SOX being crammed down my throat - help 1633
gpshemi last edited by
Admittedly, I don’t know much about SOX…and I’m not sure I really need to if it is really set up to regulate financial systems.
I’m in Engineering see. 10 years ago when I set this network up on an NT structure the IT department was still using Windows 95 as their base. However, things have grown and times have changed. We’ve all gotten alot bigger.
Years ago the T1 system came along and the IT folks wanted to take over the Engineering network in order for us to have net access and email. I said it wasn’t really needed. They insisted it was untill I proved them wrong by multihoming every machine in Engineering. This way we still authenticate to the Engineering server, but we can still talk to them on the T1 side of things.
Now however, we’ve been bought up, and SOX is now the excuse to make us join yet again, and for me to give up control of my server and subnet. In fact I’m told last week they are going to lock down the computer room and I can’t even have a key. So either my server has to come out of the server room, or I can’t admin it. Doesn’t matter though cuz eventually we can’t get access without authenticing to them anyway.
Is it really needed for us to join their network in order to comply with SOX? Is it really true that I can’t have a key in order to comply? I think it’s someone playing hardball cuz they didn’t win years ago…
harrywaldron last edited by
Hi and welcome to the forums YES – It’s true that folks are implementing tighter security ‘in the name of SOX’ as a means to enhance security controls, even for non-financial systems.
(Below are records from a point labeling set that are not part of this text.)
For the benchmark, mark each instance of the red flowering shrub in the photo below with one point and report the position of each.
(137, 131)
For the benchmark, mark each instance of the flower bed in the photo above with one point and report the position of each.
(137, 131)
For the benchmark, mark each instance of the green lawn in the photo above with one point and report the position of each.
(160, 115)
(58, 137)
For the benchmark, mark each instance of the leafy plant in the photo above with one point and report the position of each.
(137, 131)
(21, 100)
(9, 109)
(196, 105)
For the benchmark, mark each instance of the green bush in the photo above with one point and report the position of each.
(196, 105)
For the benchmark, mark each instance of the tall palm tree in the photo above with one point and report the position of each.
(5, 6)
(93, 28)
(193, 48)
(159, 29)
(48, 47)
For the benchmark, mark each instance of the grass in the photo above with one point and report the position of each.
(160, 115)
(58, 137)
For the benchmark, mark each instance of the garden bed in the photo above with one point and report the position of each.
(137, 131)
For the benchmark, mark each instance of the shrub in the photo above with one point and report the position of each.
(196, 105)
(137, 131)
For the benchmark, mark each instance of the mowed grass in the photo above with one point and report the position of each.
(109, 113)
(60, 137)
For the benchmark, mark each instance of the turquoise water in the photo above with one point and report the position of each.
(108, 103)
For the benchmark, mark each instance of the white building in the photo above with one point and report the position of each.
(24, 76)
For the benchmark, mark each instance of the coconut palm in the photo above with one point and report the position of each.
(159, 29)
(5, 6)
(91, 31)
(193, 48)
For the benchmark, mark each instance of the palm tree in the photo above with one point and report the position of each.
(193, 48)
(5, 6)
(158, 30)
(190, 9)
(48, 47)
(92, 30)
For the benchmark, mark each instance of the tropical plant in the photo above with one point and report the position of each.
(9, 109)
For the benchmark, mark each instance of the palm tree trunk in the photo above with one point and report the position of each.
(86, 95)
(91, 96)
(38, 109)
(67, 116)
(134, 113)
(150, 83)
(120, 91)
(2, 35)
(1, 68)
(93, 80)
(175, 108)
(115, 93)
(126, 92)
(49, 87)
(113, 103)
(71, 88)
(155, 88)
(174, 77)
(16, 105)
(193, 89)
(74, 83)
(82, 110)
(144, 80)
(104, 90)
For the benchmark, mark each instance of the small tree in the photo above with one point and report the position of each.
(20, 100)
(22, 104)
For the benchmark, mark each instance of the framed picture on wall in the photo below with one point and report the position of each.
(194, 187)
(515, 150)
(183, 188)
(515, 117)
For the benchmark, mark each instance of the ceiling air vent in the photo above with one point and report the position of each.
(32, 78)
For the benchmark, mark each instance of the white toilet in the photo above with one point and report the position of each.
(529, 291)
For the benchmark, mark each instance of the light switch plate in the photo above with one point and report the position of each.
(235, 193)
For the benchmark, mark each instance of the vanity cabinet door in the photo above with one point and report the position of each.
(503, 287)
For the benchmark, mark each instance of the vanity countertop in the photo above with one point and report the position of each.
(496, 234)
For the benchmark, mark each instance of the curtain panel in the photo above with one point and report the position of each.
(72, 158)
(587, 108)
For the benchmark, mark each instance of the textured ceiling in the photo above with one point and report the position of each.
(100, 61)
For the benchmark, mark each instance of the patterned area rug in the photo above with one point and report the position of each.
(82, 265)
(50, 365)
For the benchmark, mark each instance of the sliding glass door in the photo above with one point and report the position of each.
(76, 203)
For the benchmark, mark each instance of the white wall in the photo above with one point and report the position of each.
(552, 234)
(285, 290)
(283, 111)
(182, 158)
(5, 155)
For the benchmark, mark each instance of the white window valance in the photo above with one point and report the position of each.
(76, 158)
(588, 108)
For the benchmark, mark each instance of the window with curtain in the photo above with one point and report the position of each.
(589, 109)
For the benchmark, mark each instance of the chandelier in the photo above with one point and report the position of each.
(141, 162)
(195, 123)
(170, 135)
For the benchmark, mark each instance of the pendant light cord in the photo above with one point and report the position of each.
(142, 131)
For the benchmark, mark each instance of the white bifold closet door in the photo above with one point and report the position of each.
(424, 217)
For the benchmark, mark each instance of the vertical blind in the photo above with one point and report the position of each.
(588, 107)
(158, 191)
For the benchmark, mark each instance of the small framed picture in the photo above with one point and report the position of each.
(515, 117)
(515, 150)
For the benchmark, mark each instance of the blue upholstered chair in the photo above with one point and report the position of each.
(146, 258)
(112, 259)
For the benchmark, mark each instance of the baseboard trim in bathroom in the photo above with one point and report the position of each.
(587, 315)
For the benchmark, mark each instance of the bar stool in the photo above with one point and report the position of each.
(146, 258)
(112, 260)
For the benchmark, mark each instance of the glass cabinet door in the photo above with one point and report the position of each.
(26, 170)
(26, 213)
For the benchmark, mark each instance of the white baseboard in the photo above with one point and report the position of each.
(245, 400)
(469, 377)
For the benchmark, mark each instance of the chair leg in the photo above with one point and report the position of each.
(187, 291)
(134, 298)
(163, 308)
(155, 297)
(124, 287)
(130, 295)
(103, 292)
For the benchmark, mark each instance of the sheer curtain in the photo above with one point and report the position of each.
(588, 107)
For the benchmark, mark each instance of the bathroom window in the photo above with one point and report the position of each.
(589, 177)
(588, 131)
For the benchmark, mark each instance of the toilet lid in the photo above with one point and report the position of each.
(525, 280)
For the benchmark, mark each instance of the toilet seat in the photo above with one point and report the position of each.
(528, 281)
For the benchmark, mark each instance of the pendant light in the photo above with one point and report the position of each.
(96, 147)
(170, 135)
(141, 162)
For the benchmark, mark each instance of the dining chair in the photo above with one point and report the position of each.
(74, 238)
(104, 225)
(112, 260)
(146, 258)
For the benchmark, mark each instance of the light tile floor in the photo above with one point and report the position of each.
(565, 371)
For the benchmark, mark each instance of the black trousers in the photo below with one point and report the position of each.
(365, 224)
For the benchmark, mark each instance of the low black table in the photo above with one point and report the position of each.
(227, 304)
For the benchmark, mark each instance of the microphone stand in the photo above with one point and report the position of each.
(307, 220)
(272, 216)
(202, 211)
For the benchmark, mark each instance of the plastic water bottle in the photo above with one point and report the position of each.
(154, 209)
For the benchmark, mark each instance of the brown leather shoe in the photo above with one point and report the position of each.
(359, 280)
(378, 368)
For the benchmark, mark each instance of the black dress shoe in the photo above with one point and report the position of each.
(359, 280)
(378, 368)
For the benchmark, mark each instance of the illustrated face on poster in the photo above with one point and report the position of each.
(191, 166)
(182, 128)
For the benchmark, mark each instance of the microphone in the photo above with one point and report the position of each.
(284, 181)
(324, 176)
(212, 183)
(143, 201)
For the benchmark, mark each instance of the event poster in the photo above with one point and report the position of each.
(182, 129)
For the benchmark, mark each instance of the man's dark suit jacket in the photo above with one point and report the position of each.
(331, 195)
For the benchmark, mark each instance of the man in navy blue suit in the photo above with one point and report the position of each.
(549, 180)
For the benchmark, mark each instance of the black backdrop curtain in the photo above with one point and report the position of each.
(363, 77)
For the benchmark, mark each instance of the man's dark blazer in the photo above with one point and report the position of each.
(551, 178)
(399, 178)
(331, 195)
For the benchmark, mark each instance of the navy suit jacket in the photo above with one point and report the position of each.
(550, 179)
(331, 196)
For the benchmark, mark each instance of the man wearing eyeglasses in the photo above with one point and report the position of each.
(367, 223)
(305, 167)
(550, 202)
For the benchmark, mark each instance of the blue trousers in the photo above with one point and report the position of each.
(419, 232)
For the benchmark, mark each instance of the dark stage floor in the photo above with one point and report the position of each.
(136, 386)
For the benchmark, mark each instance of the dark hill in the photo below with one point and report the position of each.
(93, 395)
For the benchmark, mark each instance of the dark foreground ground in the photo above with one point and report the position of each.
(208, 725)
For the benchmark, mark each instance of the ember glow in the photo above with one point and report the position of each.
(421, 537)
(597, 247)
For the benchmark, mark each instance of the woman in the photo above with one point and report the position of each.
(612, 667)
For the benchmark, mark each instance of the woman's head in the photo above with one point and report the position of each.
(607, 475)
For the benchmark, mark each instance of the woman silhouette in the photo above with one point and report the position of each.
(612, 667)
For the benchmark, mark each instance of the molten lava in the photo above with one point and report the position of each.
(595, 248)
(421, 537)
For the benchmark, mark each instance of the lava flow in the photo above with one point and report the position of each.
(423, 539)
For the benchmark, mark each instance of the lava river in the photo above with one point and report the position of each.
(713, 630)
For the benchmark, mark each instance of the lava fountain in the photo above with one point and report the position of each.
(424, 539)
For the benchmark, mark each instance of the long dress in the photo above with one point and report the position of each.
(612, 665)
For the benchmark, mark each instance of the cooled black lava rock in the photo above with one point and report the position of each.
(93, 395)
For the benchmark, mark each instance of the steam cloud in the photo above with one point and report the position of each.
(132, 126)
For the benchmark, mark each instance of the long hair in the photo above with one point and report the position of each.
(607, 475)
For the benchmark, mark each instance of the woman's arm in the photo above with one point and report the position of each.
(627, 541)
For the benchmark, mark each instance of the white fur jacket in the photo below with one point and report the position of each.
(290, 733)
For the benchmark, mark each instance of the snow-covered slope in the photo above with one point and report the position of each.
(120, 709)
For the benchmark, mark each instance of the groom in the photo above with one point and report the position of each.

To learn more about SOX IT standards, you might want to research SOX 404 standards. These represent best practices in IT security and controls. They are also somewhat nebulus and subject to interpretation.
As SOX 404 compliancy standards prescribe that financial systems be properly protected, sometimes it is logical to include non-financial systems as part of the SOX related controls. This is often done under the guidelines of ‘protecting the weakest link’ (e.g., ensuring that the bad guys can’t breech a weak non-financial security control and impact financial systems).
This may be why IT is trying to ‘reign in’ the server environment to a more stricter implementation of security and limit physical security controls?
Maybe you guys can negotiate a good solution, where you’ll by turning over the server and controls, you’ll receive the good level of services you’re used to. In other words, let the IT guys manage the environment and setup SLA’s (Service Level Agreements), where they will meet your networking needs securely, with good performance, and the functionality needed.